Do not let QuickBooks do this! The right thing to do with small differences you find when reconciling is to enter a check or a deposit for the amount, using the bank statement date for the transaction date and put it to an appropriate account based upon your best guess of where the difference arose. You can then mark that transaction as cleared and proceed with reconciling.

In fact, your Opening Balance Equity account is a clearing account, and should always display a $0 balance. If it does not QuickBooks was not set up properly. You can check for these adjustments by looking at the account’s transaction detail:

From the List menu, select Chart of Accounts. Double-click your Opening Balance Equity account. If there are transactions in the account not related to your beginning balances, reclassify them.

10. Paying Loans

Entering a Bill for the Monthly payment instead of adding an asset and a liability

When creating loan payments we often enter the monthly loan amount as a Bill.

Here is how you should process loan payments: Set up a Fixed Asset with sub accounts for the Cost and Accumulated Depreciation. Then, set up a liability account with the loan balance. Go to Banking> Loan Manager>Set Up New Loan. Follow the directions, then click the Set up payment.
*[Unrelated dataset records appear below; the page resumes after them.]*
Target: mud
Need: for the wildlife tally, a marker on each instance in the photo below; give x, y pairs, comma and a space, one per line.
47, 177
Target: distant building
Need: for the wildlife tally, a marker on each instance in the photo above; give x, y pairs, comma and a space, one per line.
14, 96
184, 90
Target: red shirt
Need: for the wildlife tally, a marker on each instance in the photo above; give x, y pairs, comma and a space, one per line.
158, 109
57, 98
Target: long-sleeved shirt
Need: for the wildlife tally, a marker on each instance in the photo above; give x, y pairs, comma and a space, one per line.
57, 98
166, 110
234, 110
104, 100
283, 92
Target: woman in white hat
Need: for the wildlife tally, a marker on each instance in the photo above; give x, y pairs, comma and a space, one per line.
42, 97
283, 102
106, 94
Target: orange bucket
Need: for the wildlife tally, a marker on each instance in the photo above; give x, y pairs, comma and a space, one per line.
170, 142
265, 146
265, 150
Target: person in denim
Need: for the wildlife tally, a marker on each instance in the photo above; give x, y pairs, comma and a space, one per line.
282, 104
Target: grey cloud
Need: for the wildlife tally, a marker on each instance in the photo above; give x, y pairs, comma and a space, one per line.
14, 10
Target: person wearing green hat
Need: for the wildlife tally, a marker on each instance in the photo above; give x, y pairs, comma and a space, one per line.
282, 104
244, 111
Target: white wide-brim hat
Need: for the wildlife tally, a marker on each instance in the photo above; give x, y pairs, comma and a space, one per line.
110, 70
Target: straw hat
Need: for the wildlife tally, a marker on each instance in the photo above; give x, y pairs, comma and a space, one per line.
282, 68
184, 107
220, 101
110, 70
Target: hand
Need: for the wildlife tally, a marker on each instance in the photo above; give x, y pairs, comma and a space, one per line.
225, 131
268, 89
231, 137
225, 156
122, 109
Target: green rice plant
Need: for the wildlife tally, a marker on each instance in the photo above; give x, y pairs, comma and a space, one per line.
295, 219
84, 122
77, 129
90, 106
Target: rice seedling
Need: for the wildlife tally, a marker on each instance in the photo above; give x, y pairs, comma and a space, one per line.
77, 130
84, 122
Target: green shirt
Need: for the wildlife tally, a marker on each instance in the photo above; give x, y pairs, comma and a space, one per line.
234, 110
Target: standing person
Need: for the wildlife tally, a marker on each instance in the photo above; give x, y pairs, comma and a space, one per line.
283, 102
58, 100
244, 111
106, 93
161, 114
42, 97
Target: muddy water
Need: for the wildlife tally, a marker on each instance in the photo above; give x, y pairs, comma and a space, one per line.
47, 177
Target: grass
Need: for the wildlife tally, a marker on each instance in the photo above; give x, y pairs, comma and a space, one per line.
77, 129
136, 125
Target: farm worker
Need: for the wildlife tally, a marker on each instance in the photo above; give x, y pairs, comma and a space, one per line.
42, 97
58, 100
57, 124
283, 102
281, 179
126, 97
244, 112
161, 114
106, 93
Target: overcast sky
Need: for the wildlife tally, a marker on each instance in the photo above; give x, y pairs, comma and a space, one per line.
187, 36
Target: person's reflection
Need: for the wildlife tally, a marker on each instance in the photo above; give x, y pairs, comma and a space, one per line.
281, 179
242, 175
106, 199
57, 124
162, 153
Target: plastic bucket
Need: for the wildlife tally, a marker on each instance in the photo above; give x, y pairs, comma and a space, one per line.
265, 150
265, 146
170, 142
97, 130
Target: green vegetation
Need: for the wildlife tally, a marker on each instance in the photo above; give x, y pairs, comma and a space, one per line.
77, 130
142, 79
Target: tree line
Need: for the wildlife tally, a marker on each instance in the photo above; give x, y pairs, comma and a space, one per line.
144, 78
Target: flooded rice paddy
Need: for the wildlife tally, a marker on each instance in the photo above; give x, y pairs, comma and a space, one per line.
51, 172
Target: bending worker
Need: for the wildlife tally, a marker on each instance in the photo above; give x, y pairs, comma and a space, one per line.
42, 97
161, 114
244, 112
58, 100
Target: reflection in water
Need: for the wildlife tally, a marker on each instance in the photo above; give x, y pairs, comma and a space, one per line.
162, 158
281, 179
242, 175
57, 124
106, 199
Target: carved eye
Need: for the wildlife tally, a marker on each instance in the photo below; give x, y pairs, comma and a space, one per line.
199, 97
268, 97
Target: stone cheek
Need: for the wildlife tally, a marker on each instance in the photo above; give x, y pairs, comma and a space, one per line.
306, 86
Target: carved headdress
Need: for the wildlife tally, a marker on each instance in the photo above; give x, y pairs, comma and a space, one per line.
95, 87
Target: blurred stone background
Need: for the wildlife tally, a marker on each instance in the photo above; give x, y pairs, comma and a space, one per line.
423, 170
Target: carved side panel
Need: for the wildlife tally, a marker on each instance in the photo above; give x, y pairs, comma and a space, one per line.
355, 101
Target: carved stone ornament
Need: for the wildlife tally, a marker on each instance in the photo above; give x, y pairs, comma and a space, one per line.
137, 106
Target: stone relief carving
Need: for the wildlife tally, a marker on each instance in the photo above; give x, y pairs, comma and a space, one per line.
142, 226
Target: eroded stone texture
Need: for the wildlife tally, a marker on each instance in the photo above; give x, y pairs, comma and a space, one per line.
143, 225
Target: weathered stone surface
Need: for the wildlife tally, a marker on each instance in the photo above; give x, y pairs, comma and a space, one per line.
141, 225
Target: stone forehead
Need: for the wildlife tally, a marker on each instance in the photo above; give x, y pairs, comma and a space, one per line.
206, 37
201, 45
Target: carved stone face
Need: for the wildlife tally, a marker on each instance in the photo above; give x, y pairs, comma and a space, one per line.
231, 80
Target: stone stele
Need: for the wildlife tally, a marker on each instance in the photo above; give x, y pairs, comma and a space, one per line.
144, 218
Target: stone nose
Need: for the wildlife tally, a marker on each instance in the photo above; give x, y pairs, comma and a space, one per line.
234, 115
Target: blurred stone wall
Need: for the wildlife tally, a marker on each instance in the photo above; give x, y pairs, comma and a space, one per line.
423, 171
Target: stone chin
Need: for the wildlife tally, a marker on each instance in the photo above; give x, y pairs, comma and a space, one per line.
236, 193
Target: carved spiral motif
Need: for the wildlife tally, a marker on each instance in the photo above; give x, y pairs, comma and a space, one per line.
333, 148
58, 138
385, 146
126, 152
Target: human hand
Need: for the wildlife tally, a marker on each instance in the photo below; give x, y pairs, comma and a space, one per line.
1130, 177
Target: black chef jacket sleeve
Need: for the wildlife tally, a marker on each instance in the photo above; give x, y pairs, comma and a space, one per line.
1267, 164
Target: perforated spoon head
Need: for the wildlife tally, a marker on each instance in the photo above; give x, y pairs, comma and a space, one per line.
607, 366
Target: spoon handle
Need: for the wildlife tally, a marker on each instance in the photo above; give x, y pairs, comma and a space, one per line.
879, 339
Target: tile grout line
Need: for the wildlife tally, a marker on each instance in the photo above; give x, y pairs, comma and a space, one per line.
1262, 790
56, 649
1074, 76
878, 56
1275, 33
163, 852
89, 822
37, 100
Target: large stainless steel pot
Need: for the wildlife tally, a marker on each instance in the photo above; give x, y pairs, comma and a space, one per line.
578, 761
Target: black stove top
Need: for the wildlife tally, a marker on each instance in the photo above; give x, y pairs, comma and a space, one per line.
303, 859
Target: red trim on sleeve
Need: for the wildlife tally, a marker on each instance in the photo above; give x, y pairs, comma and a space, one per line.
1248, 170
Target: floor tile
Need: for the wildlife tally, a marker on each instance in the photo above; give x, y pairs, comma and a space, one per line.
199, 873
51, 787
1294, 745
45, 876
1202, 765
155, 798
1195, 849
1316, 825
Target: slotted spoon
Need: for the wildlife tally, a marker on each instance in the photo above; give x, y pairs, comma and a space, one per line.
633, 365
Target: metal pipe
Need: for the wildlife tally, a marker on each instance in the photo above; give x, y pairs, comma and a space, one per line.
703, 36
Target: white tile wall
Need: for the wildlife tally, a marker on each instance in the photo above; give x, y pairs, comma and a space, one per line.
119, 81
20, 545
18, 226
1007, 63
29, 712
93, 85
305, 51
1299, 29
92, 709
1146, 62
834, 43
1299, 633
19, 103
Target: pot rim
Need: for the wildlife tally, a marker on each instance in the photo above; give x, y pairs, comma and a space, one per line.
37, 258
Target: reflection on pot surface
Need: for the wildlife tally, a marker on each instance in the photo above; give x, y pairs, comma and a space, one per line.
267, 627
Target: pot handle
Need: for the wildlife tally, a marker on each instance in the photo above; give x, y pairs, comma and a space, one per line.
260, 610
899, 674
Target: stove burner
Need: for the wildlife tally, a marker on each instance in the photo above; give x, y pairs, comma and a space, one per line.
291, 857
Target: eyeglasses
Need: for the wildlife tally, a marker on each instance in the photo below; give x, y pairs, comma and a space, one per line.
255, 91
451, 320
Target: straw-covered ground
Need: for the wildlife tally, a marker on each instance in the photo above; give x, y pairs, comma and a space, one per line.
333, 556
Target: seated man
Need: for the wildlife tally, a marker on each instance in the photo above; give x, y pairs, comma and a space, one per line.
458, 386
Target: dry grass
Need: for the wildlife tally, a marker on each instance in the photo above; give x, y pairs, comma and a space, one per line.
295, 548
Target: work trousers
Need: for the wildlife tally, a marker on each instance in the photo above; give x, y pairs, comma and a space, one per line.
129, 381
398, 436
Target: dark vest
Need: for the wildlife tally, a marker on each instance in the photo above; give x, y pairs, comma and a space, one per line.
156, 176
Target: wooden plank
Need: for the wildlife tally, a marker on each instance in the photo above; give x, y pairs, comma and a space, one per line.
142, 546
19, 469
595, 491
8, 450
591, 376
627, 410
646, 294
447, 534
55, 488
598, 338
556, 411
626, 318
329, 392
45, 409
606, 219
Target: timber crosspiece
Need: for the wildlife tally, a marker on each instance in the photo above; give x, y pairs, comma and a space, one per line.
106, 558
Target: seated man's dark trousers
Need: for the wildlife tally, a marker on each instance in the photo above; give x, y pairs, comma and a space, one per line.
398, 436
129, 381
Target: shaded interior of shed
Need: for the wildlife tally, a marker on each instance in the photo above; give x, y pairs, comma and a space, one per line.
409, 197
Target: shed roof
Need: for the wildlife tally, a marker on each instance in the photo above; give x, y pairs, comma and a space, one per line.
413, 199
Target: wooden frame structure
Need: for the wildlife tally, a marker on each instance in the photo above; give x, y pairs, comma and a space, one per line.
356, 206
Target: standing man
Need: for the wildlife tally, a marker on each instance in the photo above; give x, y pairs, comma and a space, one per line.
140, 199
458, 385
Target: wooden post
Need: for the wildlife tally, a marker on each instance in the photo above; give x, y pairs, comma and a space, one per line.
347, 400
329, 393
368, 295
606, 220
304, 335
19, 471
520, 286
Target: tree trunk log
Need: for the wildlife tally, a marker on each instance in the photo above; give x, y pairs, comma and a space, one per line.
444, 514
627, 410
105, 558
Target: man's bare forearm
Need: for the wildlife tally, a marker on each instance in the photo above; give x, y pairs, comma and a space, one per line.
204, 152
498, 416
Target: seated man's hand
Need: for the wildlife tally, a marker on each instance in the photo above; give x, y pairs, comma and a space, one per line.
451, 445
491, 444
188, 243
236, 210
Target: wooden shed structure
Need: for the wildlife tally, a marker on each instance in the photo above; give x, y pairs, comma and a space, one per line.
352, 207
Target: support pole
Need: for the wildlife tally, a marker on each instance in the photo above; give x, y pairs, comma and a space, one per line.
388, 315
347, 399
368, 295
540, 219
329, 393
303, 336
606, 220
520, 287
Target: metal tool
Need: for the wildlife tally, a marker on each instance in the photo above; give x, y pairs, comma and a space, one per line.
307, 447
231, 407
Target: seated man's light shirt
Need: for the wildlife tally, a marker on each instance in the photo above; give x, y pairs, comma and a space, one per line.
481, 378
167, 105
QuickBooks will then enter the monthly payment automatically and keep track of the interest and principle. Do not just write a check or enter a bill for the month payment amount.

11. Don’t Try to Do it All Yourself.

QuickBooks is easy to use, but it will be even easier and give you more peace of mind  if you work with a QuickBooks Pro Advisor or your CPA. Setting up your QuickBooks correctly is critical to getting the most out of your QuickBooks program. The HELP topics are also a great resource.